Alton Brown Won A Peabody Award, But No One Knows Where It Is

Alton Brown was a bit late to the food world. The creator and host of Food Network's "Good Eats" had his sights set on a filmmaking career when he left the University of Georgia in 1985 (via New Georgia Encyclopedia). And he made his goals happen by producing commercials and music videos, including R.E.M.'s 1992 "Losing My Religion" (via Interestingly, he says the latter opportunity was "pivotal" in launching his entry into television.

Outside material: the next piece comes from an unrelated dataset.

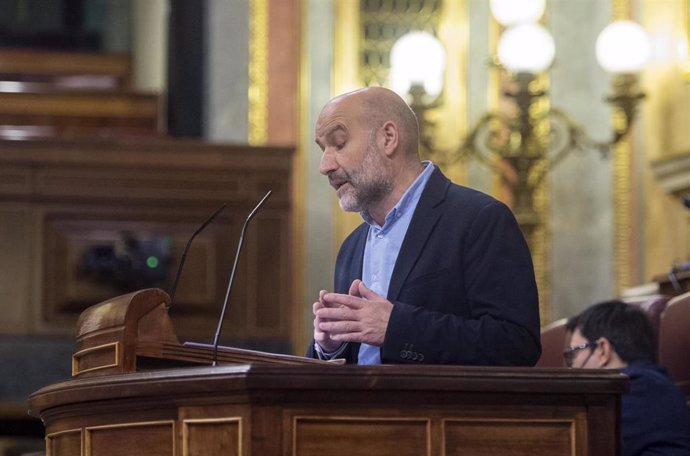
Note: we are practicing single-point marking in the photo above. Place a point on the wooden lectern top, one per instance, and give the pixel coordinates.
(134, 332)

A fan of 1980s cooking shows — a pastime he picked up in college — Brown had one complaint: The presentation was boring. While he was studying filmmaking, he began to play around with boundary-pushing ways to add excitement to cooking shows. Back then, most of the top programs were straight-laced productions aired by PBS (via Taste of Home) with an occasional break-out personality like Frugal Gourmet's Jeff Smith bringing a bit of ad libbed schtick to the cooking lesson.

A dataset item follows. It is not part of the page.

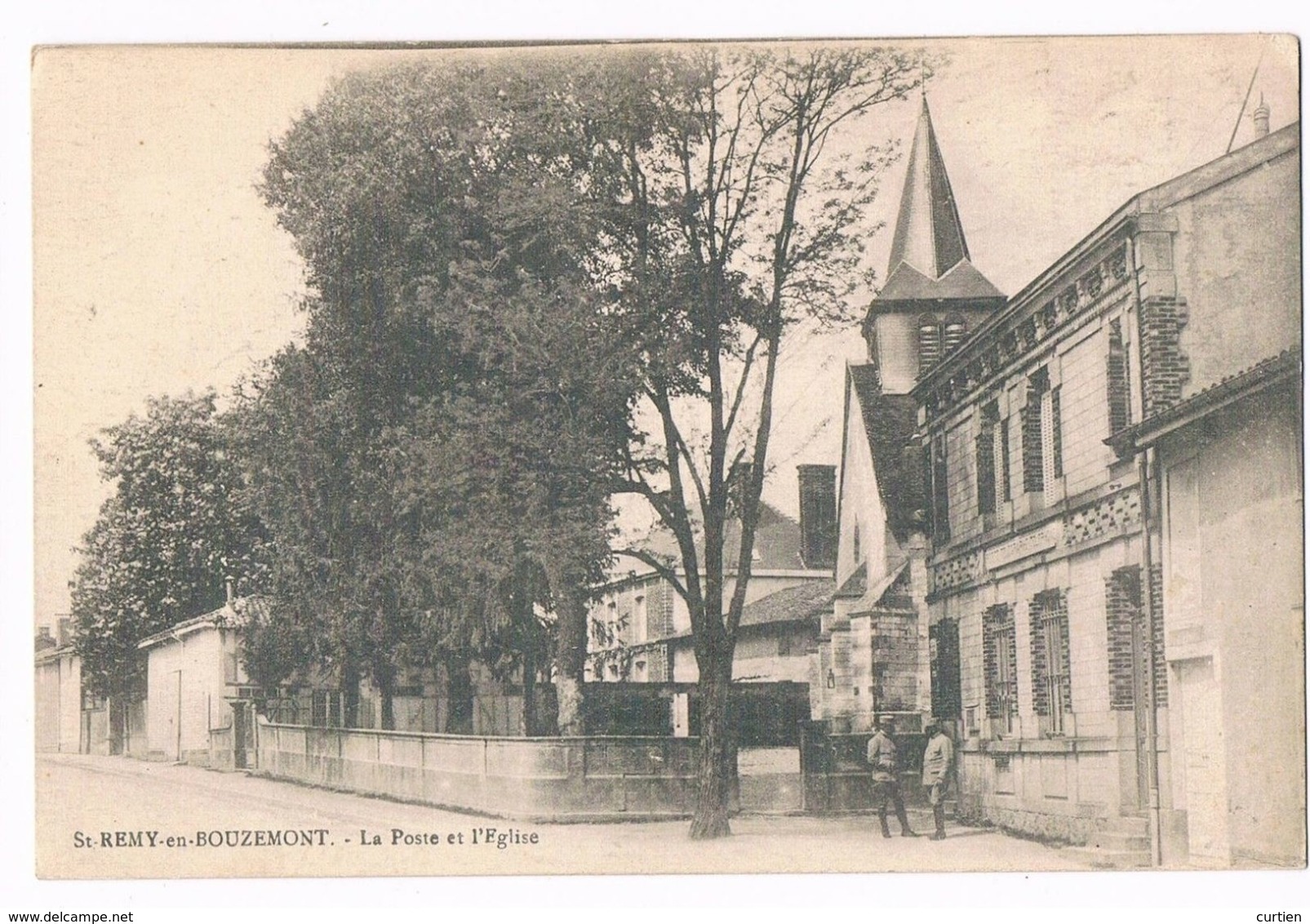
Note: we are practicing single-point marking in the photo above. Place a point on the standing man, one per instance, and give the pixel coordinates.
(881, 759)
(938, 759)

"I started thinking, 'What I'd like to do is create a cooking show that combines Julia Child with Monty Python with Mister Wizard.' I actually wrote that down on a piece of paper and set out to do it," Brown told in 2014. "I quit my job, quit my life — it was almost like witness relocation — and went to culinary school in Vermont."

He didn't know it then, but Brown had set course to earn a Peabody Award, one of the most prestigious television industry accolades (via The New York Times).

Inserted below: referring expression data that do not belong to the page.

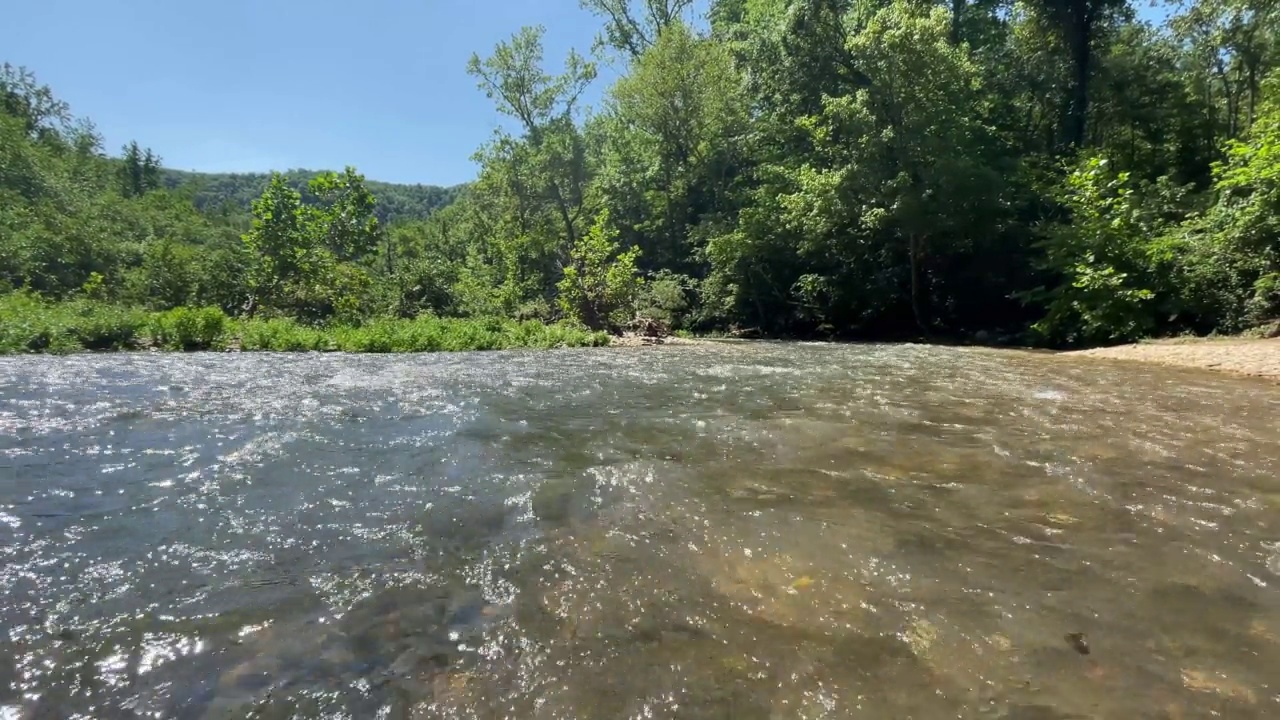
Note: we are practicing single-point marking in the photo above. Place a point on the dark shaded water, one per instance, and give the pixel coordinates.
(740, 531)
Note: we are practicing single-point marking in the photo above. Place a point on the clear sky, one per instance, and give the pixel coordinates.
(256, 85)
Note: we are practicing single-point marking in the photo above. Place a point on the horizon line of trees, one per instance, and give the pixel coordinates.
(1042, 171)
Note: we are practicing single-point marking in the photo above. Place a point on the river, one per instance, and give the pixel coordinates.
(730, 531)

Alton Brown's Peabody Award is missing

With a degree from the New England Culinary Institute in Vermont — and a 10-year career in video production — Brown revisited ideas to bring new energy to cooking shows. He and his first wife DeAnna Collins collaborated on pilot episodes of "Good Eats." They combined Brown's quirky humor with cooking instruction and a little bit of food chemistry — like the fried turkey clip featured during his Peabody Award presentation. The Food Network picked up the show, the first episode aired in July 1999 (via New Georgia Encyclopedia), and the rest, as they say, is history.

In 2006, Brown was filming a miniseries, "Feasting on Asphalt," when he won the Peabody Award. While his colleagues attended the presentation ceremony, Brown submitted a video acceptance. For a minute, he shed his mad-scientist-turned-chef persona and noted he was "blown away" and acknowledged that, as a filmmaker first, he had long coveted the prestigious award. "It's extremely humbling to know that you're doing work that's thought of that highly," he said.

And then it went missing. Strangely, that coveted award was still sitting in the back of Brown's car in 2013 when it was stolen. So many questions: When did Brown actually get his hands on the 2006 award? Why was it still sitting in his car seven years later? While Brown acknowledges the award is missing, he hasn't commented on those lingering questions (via Food Network). The award may be gone, but Brown is still an award-winner.